I find that when I remember that, I am a much better teacher.
“Mishenichnas Adar marbin b’simchah” B.Ta’anit 29a
“When Adar enters, joy increases.”
Today is Rosh Chodesh Adar, the beginning of the month of Adar. Adar is the month of Purim, of good luck, of silly games and pranks. We are commanded to “increase joy” although we are not given any direction about how to go about it.
I have quoted the line above from Ta’anit many times, but I realized I’d never studied it and had no idea about the context. Today I went to take a look:
“Ta’anit” means “fasts.” This masechet [book] of the Babylonian Talmud is a compilation of discussions about fast days (with, of course, digressions on those discussions.) Fast days are somber occasions: Yom Kippur [The Day of Atonement] and the Ninth of Av [the memorial of the destruction of the Temple] are the best-known fast days. They are not happy occasions. How did this line about Adar wind up in there?
Sure enough, when I looked it up, the rabbis are in the midst of a sobering discussion about the “curtailment of rejoicings” in the month of Av. There’s a heartbreaking story about the young priests going to the roof of the Temple as it was burning, reaching their arms up to throw the Temple keys into the hands of the angels. Then the young priests, their duty done, fall into the fire. There is a sad quotation from Isaiah about people dying, and God weeping.
Then a new bit of Mishnah is quoted: “WITH THE BEGINNING OF AV REJOICINGS ARE CURTAILED.”
And the Gamara expounds upon it:
Rab Judah the son of R.Samuel b. Shilath said in the name of Rab:
Just as with the beginning of Ab rejoicings are curtailed, so with the beginning of Adar rejoicings are increased.
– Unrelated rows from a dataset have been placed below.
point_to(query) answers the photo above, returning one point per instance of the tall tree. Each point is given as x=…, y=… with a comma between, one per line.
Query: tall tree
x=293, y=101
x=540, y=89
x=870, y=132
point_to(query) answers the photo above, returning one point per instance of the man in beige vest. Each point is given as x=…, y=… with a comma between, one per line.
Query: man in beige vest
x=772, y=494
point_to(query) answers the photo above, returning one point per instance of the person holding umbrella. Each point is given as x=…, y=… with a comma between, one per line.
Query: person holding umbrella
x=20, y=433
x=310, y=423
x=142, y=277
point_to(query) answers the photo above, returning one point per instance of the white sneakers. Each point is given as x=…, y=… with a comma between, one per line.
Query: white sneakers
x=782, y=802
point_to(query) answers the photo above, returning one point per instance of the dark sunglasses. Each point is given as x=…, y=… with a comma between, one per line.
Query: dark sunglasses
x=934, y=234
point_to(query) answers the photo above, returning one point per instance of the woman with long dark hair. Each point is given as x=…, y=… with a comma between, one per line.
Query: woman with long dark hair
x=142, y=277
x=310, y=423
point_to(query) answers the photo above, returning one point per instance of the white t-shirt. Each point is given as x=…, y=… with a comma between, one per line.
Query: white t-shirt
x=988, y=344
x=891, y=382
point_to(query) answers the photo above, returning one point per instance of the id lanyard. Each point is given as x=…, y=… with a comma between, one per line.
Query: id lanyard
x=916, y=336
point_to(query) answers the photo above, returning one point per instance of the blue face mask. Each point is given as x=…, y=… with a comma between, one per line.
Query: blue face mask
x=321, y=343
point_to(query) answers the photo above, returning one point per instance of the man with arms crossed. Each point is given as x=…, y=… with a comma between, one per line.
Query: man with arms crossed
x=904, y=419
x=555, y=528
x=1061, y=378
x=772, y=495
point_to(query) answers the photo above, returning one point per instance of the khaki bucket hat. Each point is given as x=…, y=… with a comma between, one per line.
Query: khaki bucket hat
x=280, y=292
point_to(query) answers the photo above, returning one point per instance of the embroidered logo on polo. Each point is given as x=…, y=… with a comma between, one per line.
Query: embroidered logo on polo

R. Papa said: Therefore a Jew who has any litigation with Gentiles should avoid him in Ab because his luck is bad and should make himself available in Adar when his luck is good.
To give you a future and a hope:
Rab Judah the son of R. Samuel b. Shilath said in the name of Rab: By this is meant [an abundance of] palm trees and flaxen garments.
And he said: See, the smell of my son is as the smell of a field which the Lord hath blessed:
Rab Judah the son of R. Samuel b. Shilath said in the name of Rab: As the smell of an apple orchard.
… and then the text returns to the grave discussion of the “curtailment of rejoicings” of the month of Av.
There are many possible ways to read this, but what I take from it is that the sadnesses of life are simply facts. There is tzuris [trouble] in every life. But just as this discussion of Adar bursts in upon the discussion of tzuris for a moment, so does the month of Adar burst in upon us in the wettest, most bedraggled bit of winter. Good surprises burst in upon tired routine: sometimes instead of bad luck, we have good luck. Sometimes a new baby is born, and he smells wonderful. The message: if we are truly devout, we will remain open to the possibilities of those moments.
Adar comes with a command to “increase joy.” To do that, we must stay attuned to the possibility of the sacred moment when laughter breaks through tears, sun through clouds, beauty through the gray winter. If we are paying attention, we will be awake for joy. Adar is the month to cultivate that sacred skill in ourselves. For indeed:
Days pass and the years vanish, and we walk sightless among miracles. Lord, fill our eyes with seeing and our minds with knowing; let there be moments when Your Presence, like lightning, illumines the darkness in which we walk.
Help us to see, wherever we gaze, that the bush burns unconsumed.
And we, clay touched by God, will reach out for holiness, and exclaim in wonder:
How filled with awe is this place, and we did not know it! Blessed is the Eternal One, the holy God! [Gates of Prayer]
Happy Adar! May your joy increase, and may you be awake to it!